Well only from the earth bound misfit here. After one ride, it was like ground zero at an acupuncturists’ convention. My lower legs bore the aftermath of a frenzied hedgehog attack fired from bazookas. I was all mental trauma and scar tissue in the pursuit of another myth known as flow. I wasn’t flowing at all, the blood was but I certainly wasn’t – travelling cautiously slower and slower until the pub finally brought an end to the misery.
Giving up was an option. Back to SPD’s and accept that seven years is a long time in mountain biking. Especially with withered reflexes and a head full of over-thinking. But no, the standard Al-response to any such problem is to buy a way around the issue. New flat pedals and some rather funky blue sticky shoes played well to my Emelda complex and stuck feet to pins in an almost SPD like embrace.
Except over jumps and drops. At that point, the gap between pedals and feet was far greater than wheel and dirt. Gifted individuals including the-mighty-beard took time to explain heels needed to be dropped, ankles softened, commitments made. Through sheer gritted-teeth bloody mindedness over a few rides, incremental improvements ensure feet stay mostly in the right place but confidence is not.
It’s definitely over-thinking. And worrying about a visit from Mr. Mong and His Rocky Accomplices that is messing with my head. A mild epiphanic moment occurred over a drop where the bike went up and my feet stayed down, but it still didn’t feel as good as being clipped in. The frustration is flats allow you to pump the bike more, it’s more of an organic experience when you’re not attached to the bike.
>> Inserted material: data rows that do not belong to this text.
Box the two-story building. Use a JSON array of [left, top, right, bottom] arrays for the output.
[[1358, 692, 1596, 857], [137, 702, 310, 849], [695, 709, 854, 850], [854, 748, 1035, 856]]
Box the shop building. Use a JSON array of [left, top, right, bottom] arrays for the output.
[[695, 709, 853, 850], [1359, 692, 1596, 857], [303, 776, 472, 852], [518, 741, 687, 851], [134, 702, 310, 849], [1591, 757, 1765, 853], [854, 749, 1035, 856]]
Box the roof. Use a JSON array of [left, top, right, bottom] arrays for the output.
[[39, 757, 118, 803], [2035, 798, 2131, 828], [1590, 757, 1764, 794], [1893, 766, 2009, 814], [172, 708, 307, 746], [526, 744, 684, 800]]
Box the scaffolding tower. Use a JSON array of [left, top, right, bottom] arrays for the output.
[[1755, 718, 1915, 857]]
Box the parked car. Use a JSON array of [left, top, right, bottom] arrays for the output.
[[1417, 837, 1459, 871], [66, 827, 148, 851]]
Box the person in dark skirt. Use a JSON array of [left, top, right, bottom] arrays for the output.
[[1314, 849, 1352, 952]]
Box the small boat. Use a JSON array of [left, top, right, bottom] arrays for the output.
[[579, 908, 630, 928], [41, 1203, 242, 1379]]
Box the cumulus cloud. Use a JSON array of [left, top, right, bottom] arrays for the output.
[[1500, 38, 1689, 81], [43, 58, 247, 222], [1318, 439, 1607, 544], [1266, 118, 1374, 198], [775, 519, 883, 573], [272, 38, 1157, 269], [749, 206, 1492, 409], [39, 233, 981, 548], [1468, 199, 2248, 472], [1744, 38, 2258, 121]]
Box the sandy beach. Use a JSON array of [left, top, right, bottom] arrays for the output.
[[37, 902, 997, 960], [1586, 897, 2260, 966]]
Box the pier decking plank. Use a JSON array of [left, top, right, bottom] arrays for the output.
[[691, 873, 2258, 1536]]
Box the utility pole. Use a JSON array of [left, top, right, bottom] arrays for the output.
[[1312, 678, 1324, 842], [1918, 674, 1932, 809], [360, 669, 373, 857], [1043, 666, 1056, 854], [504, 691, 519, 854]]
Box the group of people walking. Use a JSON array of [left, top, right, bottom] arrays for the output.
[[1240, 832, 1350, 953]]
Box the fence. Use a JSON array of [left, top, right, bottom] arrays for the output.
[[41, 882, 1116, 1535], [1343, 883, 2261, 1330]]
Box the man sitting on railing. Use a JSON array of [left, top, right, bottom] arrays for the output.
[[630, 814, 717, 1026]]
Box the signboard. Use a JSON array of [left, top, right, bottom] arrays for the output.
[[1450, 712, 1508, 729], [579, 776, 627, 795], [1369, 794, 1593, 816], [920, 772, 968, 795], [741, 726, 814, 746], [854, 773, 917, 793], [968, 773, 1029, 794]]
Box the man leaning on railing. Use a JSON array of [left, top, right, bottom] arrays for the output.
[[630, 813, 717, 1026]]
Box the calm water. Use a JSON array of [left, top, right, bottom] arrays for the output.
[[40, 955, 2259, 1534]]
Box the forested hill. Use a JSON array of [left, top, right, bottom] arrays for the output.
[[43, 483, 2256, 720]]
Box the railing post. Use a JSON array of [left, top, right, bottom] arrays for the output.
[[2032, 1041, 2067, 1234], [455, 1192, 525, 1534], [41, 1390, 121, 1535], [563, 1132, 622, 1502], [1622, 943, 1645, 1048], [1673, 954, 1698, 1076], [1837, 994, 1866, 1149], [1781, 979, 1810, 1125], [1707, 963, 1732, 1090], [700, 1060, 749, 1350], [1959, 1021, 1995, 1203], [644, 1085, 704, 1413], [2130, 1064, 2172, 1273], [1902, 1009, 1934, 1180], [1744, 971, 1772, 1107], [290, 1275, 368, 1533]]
Uphill it doesn’t make a lot of difference surprisingly, and since flats are for mountains and mountains have chairlifts, it wouldn’t matter if they did.
I’ve deliberately stayed away from the SPD equipped Solaris and ridden nothing but the Rocket for six weeks. And I still find it hard bike to love. It starts to make perfect sense at speeds/levels of peril that I really don’t want to be involved in. If this were some kind of real relationship we’d be firmly in the realms of ‘it’s not you, it’s me‘. It’s a fantastically well engineered bike with everything you need for any kind of challenging terrain built in a shape that fits me perfectly. Maybe I’m just not brave enough.
Being a bit solution obsessed, I’ve decided to hedge. Two sets of pedals and shoes shall take up valuable boot space in the Alps-Mobile. The only decision now is which one shall be on the bike for PPDS. I’m delusionally hopeful the whole bike/mountains/setup thing will come together riding seven days on amazing trails under (please let it be) glorious sunshine.